Narnach's blog

The thoughts of Wes "Narnach" Oldenbeuving

A possible future for web-based communication

My recent post on the Kings of code side event got too long, so I extracted the following into its own blog post. It is a collection of thoughts on a possible presentation topic.

People like to communicate with each other. Centuries ago we wrote letters and sent them with the merchants, hoping they would arive. The telegraph was a revolution: we could send a message faster, cheaper and with more certainty of delivery. The telephone was even more revolutionary: direct communication over a long distance.

In the age of the internet, change happens even faster. E-mail has been around for “ages”, just like various forms of chat services have come and gone.

Broadcasting has gone through a similar change. It started with spoken announcements; proclamations from the king. At some point there were pamphlets and posters. Books can be seen as a way to broadcast a message. Newspapers are a periodic form of broadcast. Radio enabled long-distance audio broadcasting without the cost of creating a physical carrier for the message. Television added moving images to radio.

Now we have the internet, where we go through similar stages.

Static, web 1.0, websites are pamplets re-invented. Old concepts in an electronic shape. Ebooks are electronic books. Newspapers try to put their content on their own websites, updating them daily to bring their news to the masses. E-mail newsletters just scream “newspaper” to me. Radio can be found as streaming audio.

As we have become more familiar with the internet and with an increased access through broadband, cable and fiber, we have started to innovate with the new medium. RSS changed the direction of broadcast from push to pull. youTube may have started as a way to share existing videos, but it has since grown to a place where anyone can make themselves heard. That is many to many communication.

The internet made interactivity a lot easier than in the off-line world. Web forums and UseNet allow groups of users to interact with each other through written messages. Blogs allow everyone to have their own newspaper column. Instead of an opinions page in the newspaper that is the internet, every writer gets their own column and they all respond and refer to each other’s writing.

Twitter is the latest thing. It is a hybrid between instant messaging, e-mail and RSS feeds. People say it does not scale, yet the Twitter engineers keep making it better and more and more people are able to use it. Is there a limit to which it can scale? Is its centralized server model not going to be an important limitation on both scale and freedom later on? When there are six billion people using one and the same service, relying on it for an important part of their daily communications, how much can you trust on one company to take care of it?

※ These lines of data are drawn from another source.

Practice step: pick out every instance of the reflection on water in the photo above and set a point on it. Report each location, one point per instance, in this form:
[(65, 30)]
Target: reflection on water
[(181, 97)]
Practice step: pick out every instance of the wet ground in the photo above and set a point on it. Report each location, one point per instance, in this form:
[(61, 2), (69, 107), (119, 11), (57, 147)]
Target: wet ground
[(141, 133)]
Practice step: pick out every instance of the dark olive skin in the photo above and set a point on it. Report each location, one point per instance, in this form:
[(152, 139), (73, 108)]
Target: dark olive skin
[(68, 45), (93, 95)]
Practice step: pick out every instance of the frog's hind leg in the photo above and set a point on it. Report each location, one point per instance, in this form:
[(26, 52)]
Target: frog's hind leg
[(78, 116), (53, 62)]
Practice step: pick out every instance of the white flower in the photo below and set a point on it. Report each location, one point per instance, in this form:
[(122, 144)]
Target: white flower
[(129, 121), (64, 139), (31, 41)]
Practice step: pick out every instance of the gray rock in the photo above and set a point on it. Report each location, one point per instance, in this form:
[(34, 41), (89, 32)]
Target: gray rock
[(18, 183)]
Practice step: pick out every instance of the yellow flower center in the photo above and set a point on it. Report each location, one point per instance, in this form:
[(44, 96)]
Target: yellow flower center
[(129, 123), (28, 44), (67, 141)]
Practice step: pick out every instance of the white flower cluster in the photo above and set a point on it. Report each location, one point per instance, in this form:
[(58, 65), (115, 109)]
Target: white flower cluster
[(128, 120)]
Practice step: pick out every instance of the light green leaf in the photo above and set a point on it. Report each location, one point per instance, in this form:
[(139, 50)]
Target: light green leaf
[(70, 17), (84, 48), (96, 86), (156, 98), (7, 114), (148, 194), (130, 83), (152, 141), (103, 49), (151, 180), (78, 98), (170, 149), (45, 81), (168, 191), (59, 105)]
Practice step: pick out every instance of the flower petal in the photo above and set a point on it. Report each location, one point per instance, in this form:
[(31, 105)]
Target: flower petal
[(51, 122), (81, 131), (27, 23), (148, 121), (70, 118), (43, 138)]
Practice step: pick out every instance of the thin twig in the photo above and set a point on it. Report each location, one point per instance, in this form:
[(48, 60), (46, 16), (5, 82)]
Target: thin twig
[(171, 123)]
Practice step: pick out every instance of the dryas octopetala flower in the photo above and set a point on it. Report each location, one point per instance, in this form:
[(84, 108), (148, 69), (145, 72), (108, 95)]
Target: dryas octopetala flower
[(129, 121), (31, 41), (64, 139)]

Would it not be better to turn it into a distributed service? It has sucessfully scaled e-mail, Jabber/XMPP, the telephone network and internet itself. E-mail, as a world-wide service, has never gone down, even if individual servers might go down from time to time.

Traditional media has its problems. Paper flyers, mail-delivered advertising and commercials on the radio and television are a few examples. The relatively high price of print media or traditional broadcasting limits the amount of these forms of advertising. This makes it somewhat bearable. In contrast, spam via e-mail, blog comments, web forum posts and instant messages have no such limitations. It’s virtually free to broadcast your message to a million people, so it happens a lot and people really don’t like it.

E-mail spam can happen because there is a near-zero cost or risk for the sender. The same goes for other on-line communication. It can be interesting to consider the friend-of-a-friend model, such as is seen on Linked In and other social networks?

To send a message to someone, the whole connection chain between sender and receiver must be known, no matter how long it is. If someone spams, it means there is a chain of real people connecting them to you. This means the sender is traceable instead of anonymous. If you flag a message as spam, the whole chain is notified that they were part of a spam chain. This means people can choose to ban the spammer from using them as a connection in sending a message. It also means you can identify people who act as a gateway for spammers to send messages to other people.

The nice thing about treating communication as a social network activity is that it makes people more aware that they are dealing with people. By taking anonymity out of the equation, it lowers the tendency of people to act like a Total Fuckwad when they think nobody is watching them.